掲載日 : [2006-10-06] 照会数 : 7213
新規外国人受け入れ論議に一石…都内でシンポ
「超少子化」考えるシンポ…
まず「在日」の処遇改善を
昨年から本格的な人口減少期に入り、「超少子化」が進むなか、21世紀の外国人政策を考えるシンポジウムが9月29日、都内の国連大学で開かれた。シンポでは秩序ある外国人の受け入れが欠かせないとの意見が大勢を占めた。一方で、少数意見ながらも、在日韓国・朝鮮人に代表されるオールドカマーや、すでに定住している在日外国人の処遇をないがしろにしたままで日本のこれからの在日外国人政策を語れるのかという声も聞かれた。今後の論議に一石を投じたかっこうだ。
教育、年金問題など山積…地方参政権付与でも注文
シンポは日本の民間団体、外国人政策研究所(坂中英徳所長)が主催した。法務省副大臣当時、省内のプロジェクトチームを率い、法務省としての「今後の外国人の受入れに関する基本的な考え方」をまとめたばかりの河野太郎衆議院議員が基調講演を行い、5人のパネラーが意見を述べた。
河野議員は現状では認められていない単純労働者を一定の条件のもとで日本社会の一員として受け入れ、永住にも道を開くべきだとの考えを示した。具体的には労働ビザで受け入れ、技術面と日本語能力の両方からスキルアップを図ってもらいながら、日本社会への永住・定住を促していくというもの。ただし、受け入れの前提として犯罪者対策の強化を挙げた。
特別永住者の資格を持つ在日韓国・朝鮮人については、「戸籍に準じたものを自治体につくってもらう。(日本)国民と同じしきりでいい」と述べ、一般外国人を管理する入管制度からは切り離すべきだとも述べた。これは日本人と同様、住民基本台帳に登録し、行政サービスの対象として位置づけようというもの。

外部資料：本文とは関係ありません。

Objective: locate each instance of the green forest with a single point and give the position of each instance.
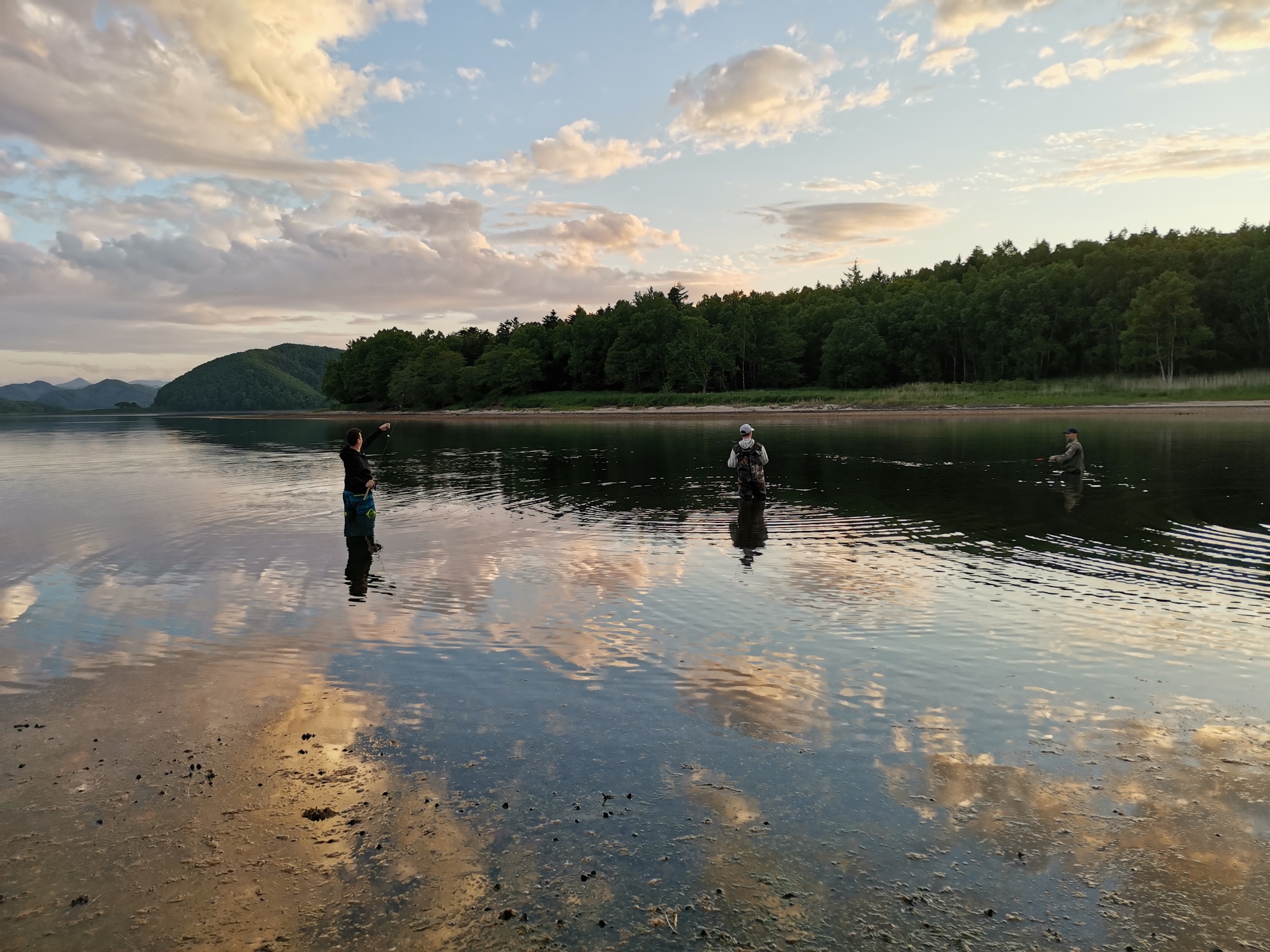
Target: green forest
(1157, 304)
(283, 377)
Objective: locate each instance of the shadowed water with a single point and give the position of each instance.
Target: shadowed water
(930, 695)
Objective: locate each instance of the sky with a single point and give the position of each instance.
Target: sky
(182, 179)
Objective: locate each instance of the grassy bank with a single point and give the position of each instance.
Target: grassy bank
(1248, 385)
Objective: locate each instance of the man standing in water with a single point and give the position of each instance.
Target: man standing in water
(748, 459)
(1073, 457)
(358, 478)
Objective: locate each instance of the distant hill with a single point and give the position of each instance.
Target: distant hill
(102, 395)
(283, 377)
(25, 391)
(24, 407)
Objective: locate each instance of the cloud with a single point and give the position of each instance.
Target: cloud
(174, 294)
(1096, 159)
(686, 7)
(948, 59)
(1148, 35)
(582, 240)
(568, 156)
(178, 86)
(958, 19)
(848, 221)
(395, 89)
(1052, 76)
(762, 97)
(541, 71)
(455, 216)
(876, 97)
(1207, 76)
(838, 186)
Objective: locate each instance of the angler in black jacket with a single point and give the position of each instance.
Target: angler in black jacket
(358, 478)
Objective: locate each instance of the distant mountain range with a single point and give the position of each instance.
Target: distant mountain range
(283, 377)
(81, 395)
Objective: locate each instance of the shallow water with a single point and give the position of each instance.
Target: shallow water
(928, 681)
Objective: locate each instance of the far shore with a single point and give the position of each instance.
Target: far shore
(717, 410)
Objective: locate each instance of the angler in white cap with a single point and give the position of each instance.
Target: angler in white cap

パネラーの一人で地方自治体の外国人住民施策を研究している明治大学の山脇啓造教授も「ほとんど異論はない」と河野議員の考えに賛意を表明した。
一方、同じくパネラーを務めた在日韓国人の李敬宰さんは「すでに来ている200万人、とりわけ在日韓国・朝鮮人をどう処遇していくのか。外国人として先輩にあたる韓国・朝鮮人がいまだに入居や就職にあたって国籍で差別されているという現実があるのに、どうして新しい外国人が日本にやってきて貢献しようと思うだろうか」と異議をはさんだ。また、外国人施策と犯罪対策をセットにした考えにも疑問を投げかけた。
これに対して河野議員は「外国人を受け入れようというとき、真っ先に犯罪者対策を盛り込まないと提案自体が宙に浮く」と苦渋の表情を示した。ほかのパネラーからも、外国人を受け入れる立場の日本の外国人観が変わらないと難しいとの意見が聞かれた。
会場からは龍谷大学教授の田中宏さんも、「これから来る外国人ではなく、もう入っている外国人をどうするのか。日本国籍を取ればたいていの問題は片付くというが、本当にそうなのか」と提起し、在日外国人高齢者の無年金や外国人学校の処遇問題を挙げた。また、地方参政権にも言及し「お隣の韓国は開放した。日本国はどうするのか。きちんと議論してほしい」と注文をつけた。
坂中所長は「いまいる人の処遇が大事」とした田中教授の意見に「賛成だ」としたうえで在日韓国・朝鮮人の無年金問題については「政治家が外国人の問題に無関心だった」と述べた。